We come to Żelazowa Wola to be moved. Although we know that the entire estate – the manor house which is no more, the annexe where the Chopins lived, which is essentially the work of later generations, styled according to their tastes, the immediate and further surroundings – does not really bear any resemblance to the place where Fryderyk Chopin entered the world, it still creates a space that affords the visitor an exceptional closeness to the composer.
We come for knowledge, and we take a close look around the interiors of the Birthplace, painstakingly arranged with displays that seek to forge the best possible narrative.
We also come in search of repose, time to reflect, the simple pleasure of escaping from our everyday chores – and then we enter the park. Spread out over more than six hectares, it is a unique work of art, conceived and arranged in every detail, yet at the same time a natural, remarkable modernist memorial to Chopin.

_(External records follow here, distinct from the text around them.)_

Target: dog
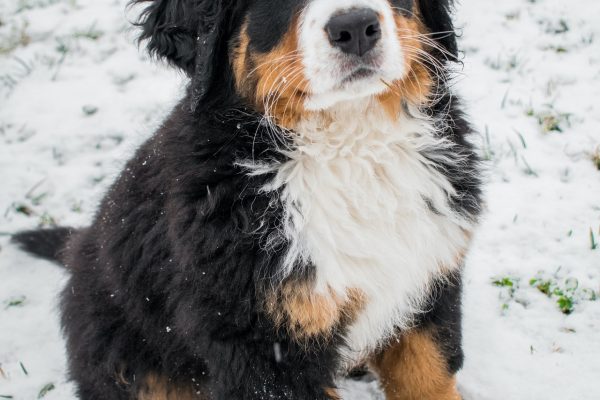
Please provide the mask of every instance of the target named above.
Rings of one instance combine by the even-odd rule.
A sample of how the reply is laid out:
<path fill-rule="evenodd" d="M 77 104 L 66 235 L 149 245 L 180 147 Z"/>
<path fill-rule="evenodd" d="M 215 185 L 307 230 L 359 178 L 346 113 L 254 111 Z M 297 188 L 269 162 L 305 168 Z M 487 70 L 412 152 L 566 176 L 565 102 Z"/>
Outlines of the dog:
<path fill-rule="evenodd" d="M 482 209 L 451 0 L 134 0 L 189 76 L 91 226 L 14 241 L 70 271 L 83 400 L 460 399 Z"/>

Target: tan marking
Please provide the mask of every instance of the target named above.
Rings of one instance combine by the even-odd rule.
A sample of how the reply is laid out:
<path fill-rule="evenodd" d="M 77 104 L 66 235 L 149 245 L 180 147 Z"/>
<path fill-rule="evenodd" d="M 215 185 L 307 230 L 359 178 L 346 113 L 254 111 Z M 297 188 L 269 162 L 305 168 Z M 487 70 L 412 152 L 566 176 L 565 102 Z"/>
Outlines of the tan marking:
<path fill-rule="evenodd" d="M 401 336 L 371 362 L 387 400 L 460 400 L 456 379 L 428 332 Z"/>
<path fill-rule="evenodd" d="M 309 86 L 297 31 L 296 16 L 273 50 L 257 53 L 249 46 L 245 25 L 232 60 L 238 92 L 285 128 L 293 126 L 304 114 L 304 98 Z"/>
<path fill-rule="evenodd" d="M 430 99 L 433 81 L 431 72 L 423 64 L 423 54 L 426 48 L 418 35 L 427 33 L 425 26 L 418 18 L 407 18 L 402 15 L 394 17 L 398 40 L 404 51 L 404 66 L 406 75 L 403 79 L 384 82 L 390 90 L 377 98 L 388 115 L 397 118 L 400 115 L 402 102 L 425 104 Z"/>
<path fill-rule="evenodd" d="M 335 389 L 325 389 L 325 395 L 327 395 L 331 400 L 342 400 L 337 390 Z"/>
<path fill-rule="evenodd" d="M 231 65 L 236 77 L 236 88 L 240 94 L 250 93 L 251 80 L 246 76 L 248 68 L 248 23 L 244 23 L 240 31 L 239 40 L 236 46 L 231 50 Z"/>
<path fill-rule="evenodd" d="M 405 51 L 407 72 L 402 79 L 384 82 L 389 90 L 376 97 L 386 113 L 395 119 L 401 115 L 404 101 L 422 105 L 431 100 L 435 78 L 429 70 L 432 67 L 423 62 L 430 44 L 423 42 L 429 40 L 426 36 L 421 40 L 418 37 L 428 33 L 419 20 L 418 7 L 411 17 L 395 15 L 394 19 L 398 39 Z M 299 17 L 295 16 L 280 43 L 268 53 L 252 51 L 246 23 L 232 49 L 231 63 L 240 95 L 257 110 L 271 116 L 277 125 L 288 129 L 293 129 L 298 121 L 311 114 L 304 108 L 310 88 L 299 50 L 298 21 Z"/>
<path fill-rule="evenodd" d="M 168 378 L 151 374 L 146 377 L 137 400 L 209 400 L 209 397 L 196 392 L 191 384 L 175 386 Z"/>
<path fill-rule="evenodd" d="M 365 302 L 359 290 L 350 289 L 346 298 L 332 291 L 315 293 L 309 283 L 287 283 L 268 296 L 266 310 L 275 325 L 285 324 L 296 339 L 327 338 L 344 320 L 352 320 Z"/>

It is the park, more precisely the hundreds of species of flowers and shrubs that grow in it, which is the subject of this book. Let us allow ourselves to be led around Chopin’s birthplace, seeking the flower-beds, learning the charming names of the plants that fill them, getting to know their history, habits and functions.
One thing is certain: anyone who embarks on such an enhanced stroll around the park at Żelazowa Wola will want to find out more and more about it, returning to it in all the seasons of the year.